I really tried, but I didn’t like this one. I feel like maybe I’m not the right audience. It’s a book about loss, primarily, and heartbreak, and I’ve been very lucky in my life to experience very little of either.
The same cannot be said about Joan Didion, unfortunately.In November of 2003, her daughter Quintana was hospitalized for a severe case of pneumonia. 25 days later, Didion’s husband, John Dunne, died suddenly of a massive heart attack. Several months later, Quintana returns to the hospital for major surgery after suffering a stroke.
The Year of Magical Thinking is a first person account of Didion’s attempts to deal with the unexpected death of her husband while simultaneously caring for their only child. It is a story of about both the necessity and difficulty of allowing oneself to grieve. Didion admits that she tried to focus on Quintana in an effort to avoid grieving for John. She hoped somehow to keep his death from becoming real.

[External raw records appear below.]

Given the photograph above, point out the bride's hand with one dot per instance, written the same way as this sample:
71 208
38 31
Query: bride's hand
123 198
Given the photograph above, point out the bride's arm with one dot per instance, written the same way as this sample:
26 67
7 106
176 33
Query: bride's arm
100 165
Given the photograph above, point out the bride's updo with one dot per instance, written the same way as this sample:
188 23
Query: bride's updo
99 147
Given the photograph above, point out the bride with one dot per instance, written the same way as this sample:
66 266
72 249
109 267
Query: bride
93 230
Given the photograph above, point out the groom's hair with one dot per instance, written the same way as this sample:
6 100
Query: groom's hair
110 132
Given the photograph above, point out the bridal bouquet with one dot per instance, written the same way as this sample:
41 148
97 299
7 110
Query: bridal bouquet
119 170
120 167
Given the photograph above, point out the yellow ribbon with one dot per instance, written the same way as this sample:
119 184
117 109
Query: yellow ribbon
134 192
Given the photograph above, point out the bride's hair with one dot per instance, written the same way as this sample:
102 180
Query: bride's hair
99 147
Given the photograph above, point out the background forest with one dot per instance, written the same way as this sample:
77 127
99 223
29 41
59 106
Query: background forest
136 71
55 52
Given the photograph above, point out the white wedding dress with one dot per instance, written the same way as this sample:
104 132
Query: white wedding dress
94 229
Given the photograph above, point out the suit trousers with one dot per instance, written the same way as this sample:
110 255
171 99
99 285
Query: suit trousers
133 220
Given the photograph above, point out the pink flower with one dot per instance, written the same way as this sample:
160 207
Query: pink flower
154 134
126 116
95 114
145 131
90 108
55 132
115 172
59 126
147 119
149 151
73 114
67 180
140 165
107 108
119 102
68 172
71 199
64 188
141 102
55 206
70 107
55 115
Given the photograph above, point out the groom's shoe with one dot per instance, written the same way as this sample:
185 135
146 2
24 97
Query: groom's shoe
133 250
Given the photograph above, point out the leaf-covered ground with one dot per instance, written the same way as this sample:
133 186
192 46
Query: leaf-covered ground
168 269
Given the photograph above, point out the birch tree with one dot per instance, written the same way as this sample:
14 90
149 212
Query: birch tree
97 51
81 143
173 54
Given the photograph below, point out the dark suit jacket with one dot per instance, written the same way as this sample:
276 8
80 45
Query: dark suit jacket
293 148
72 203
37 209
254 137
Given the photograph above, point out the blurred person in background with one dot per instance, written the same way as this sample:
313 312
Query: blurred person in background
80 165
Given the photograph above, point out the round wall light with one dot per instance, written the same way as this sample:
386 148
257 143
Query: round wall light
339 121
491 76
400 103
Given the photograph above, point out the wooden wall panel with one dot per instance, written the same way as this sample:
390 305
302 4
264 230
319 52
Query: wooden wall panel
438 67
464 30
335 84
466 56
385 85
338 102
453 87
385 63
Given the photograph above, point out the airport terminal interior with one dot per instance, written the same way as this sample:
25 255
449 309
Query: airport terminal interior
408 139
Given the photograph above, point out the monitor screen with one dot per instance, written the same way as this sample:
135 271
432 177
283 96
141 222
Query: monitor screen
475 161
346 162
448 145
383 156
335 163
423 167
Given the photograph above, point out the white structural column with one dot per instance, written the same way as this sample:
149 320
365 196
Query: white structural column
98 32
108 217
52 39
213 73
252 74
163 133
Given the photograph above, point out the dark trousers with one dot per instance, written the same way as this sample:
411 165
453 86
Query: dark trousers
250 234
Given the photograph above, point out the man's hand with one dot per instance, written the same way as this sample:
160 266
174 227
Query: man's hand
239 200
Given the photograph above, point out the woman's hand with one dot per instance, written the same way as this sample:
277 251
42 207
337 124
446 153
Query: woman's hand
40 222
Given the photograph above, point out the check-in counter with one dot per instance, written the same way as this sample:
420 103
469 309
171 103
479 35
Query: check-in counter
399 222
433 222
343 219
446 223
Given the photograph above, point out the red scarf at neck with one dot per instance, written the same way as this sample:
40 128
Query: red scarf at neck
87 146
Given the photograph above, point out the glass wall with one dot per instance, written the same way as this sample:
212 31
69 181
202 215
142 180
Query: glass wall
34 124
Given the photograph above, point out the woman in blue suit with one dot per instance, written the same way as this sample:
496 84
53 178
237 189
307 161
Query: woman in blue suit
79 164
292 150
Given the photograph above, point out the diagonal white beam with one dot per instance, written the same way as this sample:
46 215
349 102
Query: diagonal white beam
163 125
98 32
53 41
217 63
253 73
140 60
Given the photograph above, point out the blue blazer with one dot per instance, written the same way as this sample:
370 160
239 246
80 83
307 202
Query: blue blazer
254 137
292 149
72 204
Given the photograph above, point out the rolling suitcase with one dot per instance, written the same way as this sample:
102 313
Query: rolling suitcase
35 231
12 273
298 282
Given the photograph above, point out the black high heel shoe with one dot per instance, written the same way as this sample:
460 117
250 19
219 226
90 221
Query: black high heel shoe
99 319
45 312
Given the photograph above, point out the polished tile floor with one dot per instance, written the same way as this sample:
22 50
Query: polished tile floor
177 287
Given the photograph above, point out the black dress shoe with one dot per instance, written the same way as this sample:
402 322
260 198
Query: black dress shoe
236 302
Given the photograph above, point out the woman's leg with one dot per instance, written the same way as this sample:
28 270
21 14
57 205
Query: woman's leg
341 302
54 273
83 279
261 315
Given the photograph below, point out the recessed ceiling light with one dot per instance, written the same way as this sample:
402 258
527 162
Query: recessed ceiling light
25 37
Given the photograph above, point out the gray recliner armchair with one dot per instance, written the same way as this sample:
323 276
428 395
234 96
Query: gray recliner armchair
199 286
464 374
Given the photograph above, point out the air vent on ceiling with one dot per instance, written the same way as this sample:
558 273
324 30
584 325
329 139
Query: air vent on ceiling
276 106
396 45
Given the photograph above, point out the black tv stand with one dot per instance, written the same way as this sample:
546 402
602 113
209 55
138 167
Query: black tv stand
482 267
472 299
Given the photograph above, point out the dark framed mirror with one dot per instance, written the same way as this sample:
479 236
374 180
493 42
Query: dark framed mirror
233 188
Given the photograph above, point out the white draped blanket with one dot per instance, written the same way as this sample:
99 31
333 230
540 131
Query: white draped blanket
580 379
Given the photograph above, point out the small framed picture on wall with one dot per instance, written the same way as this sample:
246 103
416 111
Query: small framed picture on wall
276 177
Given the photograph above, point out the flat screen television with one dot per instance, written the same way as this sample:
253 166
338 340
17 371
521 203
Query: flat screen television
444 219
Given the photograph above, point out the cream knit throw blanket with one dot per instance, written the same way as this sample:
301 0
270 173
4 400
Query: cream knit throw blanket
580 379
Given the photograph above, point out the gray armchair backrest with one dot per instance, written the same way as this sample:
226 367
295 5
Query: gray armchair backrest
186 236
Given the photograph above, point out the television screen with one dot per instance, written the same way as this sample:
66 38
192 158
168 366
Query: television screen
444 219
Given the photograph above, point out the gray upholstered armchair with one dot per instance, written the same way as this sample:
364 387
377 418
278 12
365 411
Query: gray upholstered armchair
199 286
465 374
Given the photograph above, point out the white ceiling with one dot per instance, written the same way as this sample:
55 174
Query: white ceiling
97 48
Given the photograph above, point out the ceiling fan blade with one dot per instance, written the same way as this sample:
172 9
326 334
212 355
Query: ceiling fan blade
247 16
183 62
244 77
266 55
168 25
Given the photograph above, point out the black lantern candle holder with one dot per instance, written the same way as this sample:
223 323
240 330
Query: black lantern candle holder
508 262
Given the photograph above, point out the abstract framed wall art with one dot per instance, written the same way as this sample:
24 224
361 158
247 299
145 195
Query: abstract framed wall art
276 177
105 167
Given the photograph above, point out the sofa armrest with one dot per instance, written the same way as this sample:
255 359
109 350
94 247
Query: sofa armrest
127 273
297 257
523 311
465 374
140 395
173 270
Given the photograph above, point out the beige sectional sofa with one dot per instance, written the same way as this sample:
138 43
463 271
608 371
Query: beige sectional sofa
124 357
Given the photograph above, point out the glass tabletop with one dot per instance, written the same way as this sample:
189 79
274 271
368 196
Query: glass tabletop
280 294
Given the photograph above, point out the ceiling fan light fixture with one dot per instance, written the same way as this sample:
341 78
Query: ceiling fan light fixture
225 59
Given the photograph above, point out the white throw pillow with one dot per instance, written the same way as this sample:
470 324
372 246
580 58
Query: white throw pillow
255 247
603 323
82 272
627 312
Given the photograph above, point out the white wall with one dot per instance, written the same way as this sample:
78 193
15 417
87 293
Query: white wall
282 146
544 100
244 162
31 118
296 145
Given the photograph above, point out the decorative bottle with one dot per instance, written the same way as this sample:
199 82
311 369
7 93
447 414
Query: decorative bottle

I had trouble connecting to this book, I think, because grief is an immensely personal thing, and I couldn’t find any of my own experiences in Didion’s. Again, I’ve been lucky. However, The Year of Magical Thinking was well written and immensely quotable. I can see how others might benefit from reading it.
“I know why we try to keep the dead alive: we try to keep them alive in order to keep them with us.”
“There was a level on which I believed that what had happened remained reversible.”
“I did not always think he was right nor did he always think I was right but we were each the person the other trusted.”